Yuga Wang à PleyelElle s’avance à petit pas prudents vers le piano, moulée dans un long fourreau de couleur sombre fendue jusqu’à mi-cuisse, juchée sur d’incroyables chaussures à semelles compensées, une mèche blonde sur le coté, face au public, dans sa chevelure brune encadrant un joli minois de jeune chinoise bien sage.

Elle se meut comme une marionnette, sourire vaguement figée – elle salue en s’inclinant jusqu’au sol dans un mouvement rapide de poupée désarticulée, puis s’assoit sagement au piano, et là, par un coup de baguette magique, la marionnette incertaine devient dragon bondissant.

C’est bien elle, c’est elle, ce petit génie du piano qu’Emilie nous a déjà raconté, et qui nous avait donné l’envie de la voir en chair et en os et de l’entendre.

Le programme avait été modifié, pas de Ravel, et autres compositeurs français initialement prévus,  mais personne ne s’en plaindra, qu’on en juge: De Sergueï Rachmaninov les Etude-tableau op. 39, n°6, Etude-tableau op. 39, n°4, l’Elégie op. 3, Etude-tableau op. 39, n°5; de Ludwig van Beethoven la Sonate n°13 op. 27 n°1 « Quasi una fantasia », d’Alexandre Scriabine la Sonate n°5 op. 53; et enfin de Franz Liszt la Sonate en si mineur. Deux heures de piano, suivies de cinq rappels et de cinq « extras » que l’artiste, infatigable nous offrira généreusement!

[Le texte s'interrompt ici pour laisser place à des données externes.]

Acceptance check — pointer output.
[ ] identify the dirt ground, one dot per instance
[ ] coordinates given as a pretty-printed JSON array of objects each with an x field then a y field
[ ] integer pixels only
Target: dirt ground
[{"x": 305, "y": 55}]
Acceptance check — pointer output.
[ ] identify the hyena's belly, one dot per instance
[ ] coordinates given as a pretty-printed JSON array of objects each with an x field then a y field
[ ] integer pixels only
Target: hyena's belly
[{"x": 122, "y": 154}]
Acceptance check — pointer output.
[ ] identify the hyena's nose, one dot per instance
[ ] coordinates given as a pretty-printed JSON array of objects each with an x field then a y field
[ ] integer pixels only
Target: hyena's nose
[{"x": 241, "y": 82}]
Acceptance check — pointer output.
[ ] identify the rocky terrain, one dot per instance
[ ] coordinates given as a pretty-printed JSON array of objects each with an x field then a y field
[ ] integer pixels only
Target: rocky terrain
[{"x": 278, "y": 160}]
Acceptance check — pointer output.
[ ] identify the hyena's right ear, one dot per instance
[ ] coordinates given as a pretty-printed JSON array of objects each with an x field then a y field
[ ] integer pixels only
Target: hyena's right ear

J’ai enregistré quelques traces sonores de ces extras, enregistrements souvenirs (hélas! de mauvaise qualité, téléphone oblige!) qui veulent témoigner moins de la virtuosité de l’interprète que de sa science à nous rendre évidents les différents plans mélodiques et harmoniques des œuvres. J’ai notamment redécouvert la sonate de Beethoven avec étonnement à cette occasion, moi qui suis loin d’être un inconditionnel de Beethoven. Le 3e extraits (Chopin) rend (mieux) compte de cette science de l’interprète.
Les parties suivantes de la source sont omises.